Bir kere ayrımcı olmayacaksınız, doğu da batı kadar sizi ilgilendirecek, haberlerinizi sunarken, size verilen dışında şeylerin de olabileceği ihtimali hep aklınızın bir köşesinde duracak ve önyargıların önünüze geçmesine izin vermeyeceksiniz. Stajyerlere ilk öğretilenlerden başlarsak, “Ülkemizde” değil, “Türkiye’de”, “Ölü ele geçirildi” değil, “öldürüldü”, “olaysız dağıldı” değil, “sona erdi”, “eşinden dayak yedi” değil, “şiddet gördü”. “Kadın meselesinde nasıl bir dil kuracağız, dilimiz iyi değil mi?” diyenler ve bir kılavuz arayanlar Bianet’in Kadın Odaklı Habercilik ya da Gazeteciler İçin Cins Bakışı Sözlüğü’ne bakabilir.
Peki, barış gazeteciliği niye yapılamaz?
Barış gazeteciliği için en önemli şartlardan biri her koşulda taraflara mesafeyi koruyabilmek, haber kaynaklarından gelen bilgileri şeksiz şüphesiz doğru kabul etmemekten geçer.
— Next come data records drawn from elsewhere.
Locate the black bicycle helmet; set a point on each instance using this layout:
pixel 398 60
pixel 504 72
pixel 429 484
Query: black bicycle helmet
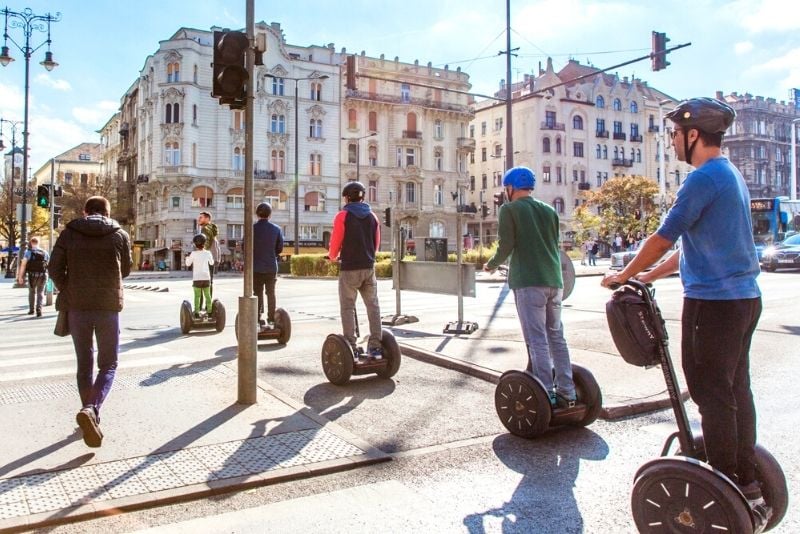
pixel 199 240
pixel 264 210
pixel 354 192
pixel 706 114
Maalesef, Türkiye basını 90’lardaki eşsiz körlüğünü, 2000’lerde eşsiz bir muhalefete tevil ettiğinden ve başta Twitter olmak üzere gelen bütün kaynaklara itibar ettiğinden yine itidal sahibi bir dil kurmak fırsatını kaçırdı. Merkez medya, havuz medyası ya da muhalif basın, adına ne dersek diyelim, kendi cenahında yine şiddeti üreten bir dili, bazı konularda belli hassasiyetleri gözetmeyi yeterli sayarak yeniden dolaşıma soktu.
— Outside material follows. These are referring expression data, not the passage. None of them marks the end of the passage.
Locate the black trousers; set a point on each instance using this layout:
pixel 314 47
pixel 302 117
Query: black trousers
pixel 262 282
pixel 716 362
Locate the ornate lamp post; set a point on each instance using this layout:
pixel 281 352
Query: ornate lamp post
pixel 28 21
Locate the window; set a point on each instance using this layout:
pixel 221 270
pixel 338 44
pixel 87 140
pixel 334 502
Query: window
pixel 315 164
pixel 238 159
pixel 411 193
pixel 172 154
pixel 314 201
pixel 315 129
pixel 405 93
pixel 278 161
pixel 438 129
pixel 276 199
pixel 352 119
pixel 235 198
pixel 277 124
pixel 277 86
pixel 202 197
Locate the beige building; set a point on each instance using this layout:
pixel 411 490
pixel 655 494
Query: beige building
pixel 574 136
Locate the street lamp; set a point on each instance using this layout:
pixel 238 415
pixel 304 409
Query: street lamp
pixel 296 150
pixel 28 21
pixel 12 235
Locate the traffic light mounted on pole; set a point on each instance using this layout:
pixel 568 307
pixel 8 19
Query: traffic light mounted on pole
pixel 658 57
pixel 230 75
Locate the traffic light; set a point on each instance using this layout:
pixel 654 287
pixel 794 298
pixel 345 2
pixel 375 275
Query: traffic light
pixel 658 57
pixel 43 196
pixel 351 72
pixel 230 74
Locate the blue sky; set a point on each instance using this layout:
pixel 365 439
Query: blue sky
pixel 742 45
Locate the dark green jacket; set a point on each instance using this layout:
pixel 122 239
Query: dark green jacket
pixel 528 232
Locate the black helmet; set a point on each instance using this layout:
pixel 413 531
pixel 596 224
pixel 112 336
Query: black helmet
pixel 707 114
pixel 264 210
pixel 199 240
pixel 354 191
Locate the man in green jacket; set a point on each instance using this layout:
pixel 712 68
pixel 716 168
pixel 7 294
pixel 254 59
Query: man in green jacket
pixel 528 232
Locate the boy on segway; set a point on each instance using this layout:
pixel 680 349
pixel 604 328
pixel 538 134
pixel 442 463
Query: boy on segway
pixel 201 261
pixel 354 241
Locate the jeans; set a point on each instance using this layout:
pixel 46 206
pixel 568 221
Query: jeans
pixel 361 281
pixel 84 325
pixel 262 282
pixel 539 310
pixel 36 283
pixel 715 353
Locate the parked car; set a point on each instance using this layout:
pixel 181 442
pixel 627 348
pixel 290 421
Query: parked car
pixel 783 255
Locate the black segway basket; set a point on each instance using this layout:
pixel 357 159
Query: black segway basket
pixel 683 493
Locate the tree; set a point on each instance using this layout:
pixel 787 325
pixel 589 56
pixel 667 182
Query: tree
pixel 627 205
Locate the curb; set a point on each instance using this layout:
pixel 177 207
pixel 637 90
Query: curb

Türkiye’nin çoktan seçmeli hak ihlali günlüğü “Barış gazetecisiyim” diye yola çıkanların, bunu ancak gazete puntolarında sabırlarının elverdiği ölçüde yaptığını ortaya koyuyor. Herhangi bir öfke anında kadın haberlerinde ya da savaşta gösterdiği hassasiyetin gerçeği yansıtmadığını, güzel bir ‘imaj’ olarak kenarda durduğunu sıklıkla test ediyoruz. Esasen mesele gazetecilik değil hala, tarafların ‘haklılık‘ mücadelesi.
En başa dönelim, barış gazeteciliği nasıl mümkün olur sorusuna verilecek yanıt basittir, iletken olduğunuzu bilip, neyi ilettiğinizi sürekli sorgulayarak. Barış gazeteciliği nasıl mümkün olmazın yanıtı da basit, olayların sıcaklığı içinde galeyana gelip durduğunuz yeri sorgulamayarak.
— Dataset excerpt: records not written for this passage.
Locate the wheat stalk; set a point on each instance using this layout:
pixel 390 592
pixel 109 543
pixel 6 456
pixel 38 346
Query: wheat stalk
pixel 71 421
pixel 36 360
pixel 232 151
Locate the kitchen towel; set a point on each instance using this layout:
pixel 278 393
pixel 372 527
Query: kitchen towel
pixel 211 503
Barış gazeteciliği adına bazı anektodlar
Barış gazeteciliği için büyük emekleri olan Jake Lynch ve Annabel McGoldrick’in anektodlarından bazı başlıklar:
-“çatışma sanki sadece şiddetin meydana geldiği zamanda ve yerde varmış gibi davranmayın. bunun yerine, çatışmanın başka yerlerde şimdi ve gelecekte insanlar için sonuçlarını ve bağlantıların izlerini sürmeye çalışın. sonuçtan kimler kazançlı çıkacak, kimler kaybedecektir?”
-“sadece şiddet eylemlerini haber yapmaktan ve “vahşet”i betimlemekten kaçının. eğer başka her şeyi dışlarsanız, şiddetin tek açıklamasının daha önceki şiddet olduğunu ima etmiş olursunuz (intikam). tek çare daha fazla şiddet uygulayarak düşmanı cezalandırmaktır.”
-“ “yoksun”, “perişan”, “savunmasız”, “acıklı”, “trajedi” gibi kurbanlaştırıcı sözcükler kullanmaktan kaçının, çünkü bunlar sadece insanlara ne olduğunu ve onlar için ne yapılabileceğini anlatır. bu tür bir dil bu insanları güçsüzleştirir ve değişim seçeneklerini sınırlar. bunun yerine, insanların neleri yaptıklarını ve neleri yapabileceklerini haberleştirin. insanların sadece ne hissetiklerini değil, sorunla nasıl başettiklerini ve ne düşündüklerini de sorun. varsa çözüm önerilerini dinleyin. sıradan insanların da soyadları olduğunu unutmayın.”